Through Professor Geoghegan, we were put in touch with another research group who works on S. haemolyticus and had had some success electroporating their own strains of the bacterium. They gave us their advice, which was essentially to play a game of statistical likelihoods. With the highly developed ability of S. haemolyticus to resist taking in foreign DNA, successful electroporation was somewhat a matter of chance. The solution was to make our electroporation solution as thick with cells and DNA as we could manage, increasing our odds of a one-in-a-million successful insertion of the DNA into the bacterial cell. To do so, I used a different procedure to acquire and concentrate the plasmid DNA (one which gave me higher DNA amounts). I also lengthened the time given to let the cells grow , allowing more cells to accumulate prior to washing. Electroporation performed, I put my agar plates in the incubator to grow overnight. Result: Positive control successful; Target strain remains unsuccessful.

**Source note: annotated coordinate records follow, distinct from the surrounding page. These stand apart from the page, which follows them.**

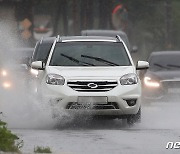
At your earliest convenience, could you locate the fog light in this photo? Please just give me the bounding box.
[126,99,136,106]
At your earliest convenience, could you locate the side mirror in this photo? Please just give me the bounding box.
[136,61,149,70]
[31,61,45,70]
[131,45,138,53]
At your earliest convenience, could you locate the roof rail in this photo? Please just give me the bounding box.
[116,35,122,42]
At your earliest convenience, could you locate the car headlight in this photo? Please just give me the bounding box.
[3,81,12,89]
[1,70,8,77]
[120,73,138,85]
[144,76,160,88]
[46,74,65,85]
[30,68,39,76]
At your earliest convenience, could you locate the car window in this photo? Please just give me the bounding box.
[32,43,52,63]
[50,42,130,66]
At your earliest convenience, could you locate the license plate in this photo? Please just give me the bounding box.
[168,88,180,94]
[78,96,108,104]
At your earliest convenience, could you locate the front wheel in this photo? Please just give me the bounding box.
[127,108,141,125]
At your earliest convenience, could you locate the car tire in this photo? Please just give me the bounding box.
[127,108,141,126]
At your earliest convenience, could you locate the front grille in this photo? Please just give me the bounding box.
[67,80,118,92]
[66,102,119,110]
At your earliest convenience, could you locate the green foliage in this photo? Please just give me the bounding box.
[0,120,22,152]
[34,146,52,153]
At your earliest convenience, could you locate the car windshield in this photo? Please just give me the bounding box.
[150,53,180,71]
[50,42,131,66]
[32,43,52,63]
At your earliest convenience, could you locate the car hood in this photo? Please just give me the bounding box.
[46,66,135,77]
[145,70,180,80]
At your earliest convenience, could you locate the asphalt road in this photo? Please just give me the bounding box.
[7,102,180,154]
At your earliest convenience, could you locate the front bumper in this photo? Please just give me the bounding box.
[39,78,141,116]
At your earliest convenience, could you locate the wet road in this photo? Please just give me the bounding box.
[11,102,180,154]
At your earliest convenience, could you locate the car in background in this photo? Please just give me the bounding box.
[140,51,180,101]
[31,36,149,124]
[81,30,137,53]
[0,48,34,92]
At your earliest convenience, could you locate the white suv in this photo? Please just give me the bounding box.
[31,36,149,124]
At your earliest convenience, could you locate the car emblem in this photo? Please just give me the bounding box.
[87,83,98,89]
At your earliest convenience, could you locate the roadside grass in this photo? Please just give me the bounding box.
[34,146,52,153]
[0,120,23,153]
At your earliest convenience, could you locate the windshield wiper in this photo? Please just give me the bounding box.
[153,63,169,69]
[167,64,180,68]
[81,55,119,66]
[61,53,95,66]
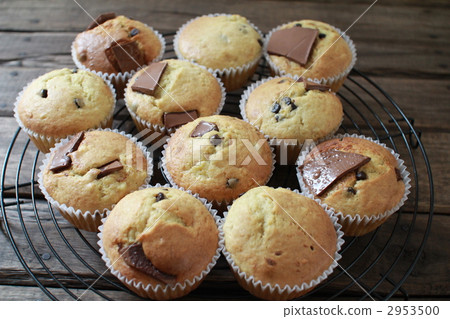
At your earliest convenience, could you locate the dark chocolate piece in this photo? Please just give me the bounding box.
[86,12,116,30]
[97,160,123,179]
[267,27,319,65]
[155,193,166,202]
[105,40,145,72]
[395,167,403,181]
[227,178,239,188]
[131,62,167,95]
[119,243,177,284]
[303,81,330,92]
[49,132,84,173]
[271,102,281,113]
[209,134,222,147]
[191,121,219,137]
[300,150,370,196]
[130,28,140,37]
[73,98,84,109]
[163,110,198,128]
[356,171,367,181]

If I was to choose one word to describe my BRAVO summer, I’d choose the word ‘full’-- full of events, full of new experiences, full of interesting people, full of trial-and-error and experimentation (both inside and outside the lab), full of opportunities and unforeseen situations and immense amounts of fun. Though my experiments did not end up working as hoped, I learned an incredible amount, not only about the unique electroporation-resistance of Staphylococcus haemolyticus, but about how to adapt to a new work setting and a new culture, how to make friends out of strangers, what the rules of cricket are (I even watched a game, pictured at right); how to rest, and how to enjoy spending time alone. The end of this trip made for one of the most difficult goodbyes I’ve ever had to make, and I am certain I will be back visiting again soon. I am deeply indebted to all those who have made this trip possible for me, and all who have made it as wonderful as it was to experience.